From mboxrd@z Thu Jan  1 00:00:00 1970
Return-Path: <SRS0=TyQv=57=vger.kernel.org=kvm-owner@kernel.org>
X-Spam-Checker-Version: SpamAssassin 3.4.0 (2014-02-07) on
	aws-us-west-2-korg-lkml-1.web.codeaurora.org
X-Spam-Level: 
X-Spam-Status: No, score=-2.2 required=3.0 tests=HEADER_FROM_DIFFERENT_DOMAINS,
	MAILING_LIST_MULTI,SPF_HELO_NONE,SPF_PASS,USER_AGENT_SANE_1 autolearn=no
	autolearn_force=no version=3.4.0
Received: from mail.kernel.org (mail.kernel.org [198.145.29.99])
	by smtp.lore.kernel.org (Postfix) with ESMTP id 7F1B8C3815B
	for <kvm@archiver.kernel.org>; Wed, 15 Apr 2020 21:43:33 +0000 (UTC)
Received: from vger.kernel.org (vger.kernel.org [23.128.96.18])

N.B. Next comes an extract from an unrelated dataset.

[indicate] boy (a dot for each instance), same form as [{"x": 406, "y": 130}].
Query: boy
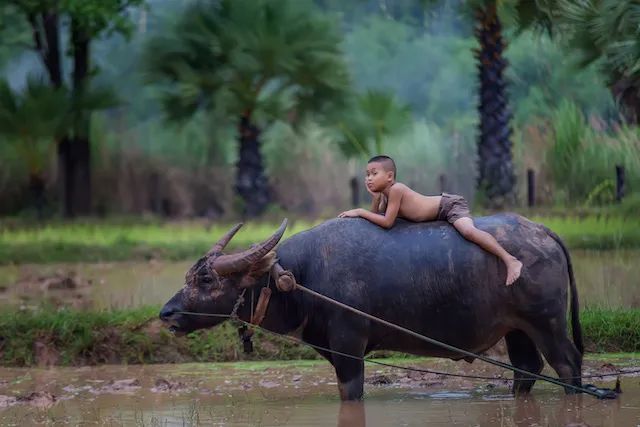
[{"x": 392, "y": 199}]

	by mail.kernel.org (Postfix) with ESMTP id 62790206E9
	for <kvm@archiver.kernel.org>; Wed, 15 Apr 2020 21:43:33 +0000 (UTC)
Received: (majordomo@vger.kernel.org) by vger.kernel.org via listexpand
        id S1729076AbgDOVnY (ORCPT <rfc822;kvm@archiver.kernel.org>);
        Wed, 15 Apr 2020 17:43:24 -0400
Received: from mga11.intel.com ([192.55.52.93]:9571 "EHLO mga11.intel.com"

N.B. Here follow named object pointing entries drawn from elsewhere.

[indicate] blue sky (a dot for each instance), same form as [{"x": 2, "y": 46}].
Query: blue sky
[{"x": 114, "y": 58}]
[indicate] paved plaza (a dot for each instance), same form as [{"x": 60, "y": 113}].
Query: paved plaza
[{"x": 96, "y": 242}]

        rhost-flags-OK-OK-OK-OK) by vger.kernel.org with ESMTP
        id S1727857AbgDOVnV (ORCPT <rfc822;kvm@vger.kernel.org>);
        Wed, 15 Apr 2020 17:43:21 -0400
IronPort-SDR: I4LH1FEHBptE5b8N46LWHcWLxgUiTllkEr0LvlG9gZe8Qt3dD+01ROkf7Y7sVvZJwxanWjbKIP
 StzjQCBw6d0Q==
X-Amp-Result: SKIPPED(no attachment in message)
X-Amp-File-Uploaded: False
Received: from fmsmga008.fm.intel.com ([10.253.24.58])

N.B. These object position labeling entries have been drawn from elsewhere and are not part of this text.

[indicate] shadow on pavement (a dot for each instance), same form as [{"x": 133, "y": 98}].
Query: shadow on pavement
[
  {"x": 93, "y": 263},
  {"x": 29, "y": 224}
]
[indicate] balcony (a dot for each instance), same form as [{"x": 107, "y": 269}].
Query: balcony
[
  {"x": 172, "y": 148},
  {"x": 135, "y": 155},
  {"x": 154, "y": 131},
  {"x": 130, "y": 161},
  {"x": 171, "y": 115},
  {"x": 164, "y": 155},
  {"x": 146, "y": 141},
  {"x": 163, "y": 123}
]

  by fmsmga102.fm.intel.com with ESMTP/TLS/ECDHE-RSA-AES256-GCM-SHA384; 15 Apr 2020 14:43:19 -0700
IronPort-SDR: kx6QiFpOyjGzocJB/ShKm3geMyUxKR01fZFLb3v5KAWCylDDv9K6QNIEbeliIV3Zt+gFwsYllu
 K8jnOVZWs72A==
X-ExtLoop1: 1
X-IronPort-AV: E=Sophos;i="5.72,388,1580803200"; 
   d="scan'208";a="245797253"
Received: from sjchrist-coffee.jf.intel.com (HELO linux.intel.com) ([10.54.74.202])
  by fmsmga008.fm.intel.com with ESMTP; 15 Apr 2020 14:43:18 -0700
Date:   Wed, 15 Apr 2020 14:43:18 -0700
From:   Sean Christopherson <sean.j.christopherson@intel.com>
To:     Thomas Gleixner <tglx@linutronix.de>
Cc:     Xiaoyao Li <xiaoyao.li@intel.com>,
        Paolo Bonzini <pbonzini@redhat.com>, kvm@vger.kernel.org,
        linux-kernel@vger.kernel.org, x86@kernel.org,
        Ingo Molnar <mingo@redhat.com>, Borislav Petkov <bp@alien8.de>,
        Andy Lutomirski <luto@kernel.org>,
        Peter Zijlstra <peterz@infradead.org>,
        Arvind Sankar <nivedita@alum.mit.edu>
Subject: Re: [PATCH v8 4/4] kvm: vmx: virtualize split lock detection
Message-ID: <20200415214318.GH30627@linux.intel.com>
References: <20200414063129.133630-5-xiaoyao.li@intel.com>
 <871rooodad.fsf@nanos.tec.linutronix.de>
 <20200415191802.GE30627@linux.intel.com>
 <87tv1kmol8.fsf@nanos.tec.linutronix.de>
MIME-Version: 1.0
Content-Type: text/plain; charset=us-ascii
Content-Disposition: inline
In-Reply-To: <87tv1kmol8.fsf@nanos.tec.linutronix.de>
User-Agent: Mutt/1.5.24 (2015-08-30)
Sender: kvm-owner@vger.kernel.org
Precedence: bulk
List-ID: <kvm.vger.kernel.org>
X-Mailing-List: kvm@vger.kernel.org

On Wed, Apr 15, 2020 at 11:22:11PM +0200, Thomas Gleixner wrote:
> Sean Christopherson <sean.j.christopherson@intel.com> writes:
> > I don't see any way to avoid having KVM differentiate between sld_warn and
> > sld_fatal.  Even if KVM is able to virtualize SLD in sld_fatal mode, e.g.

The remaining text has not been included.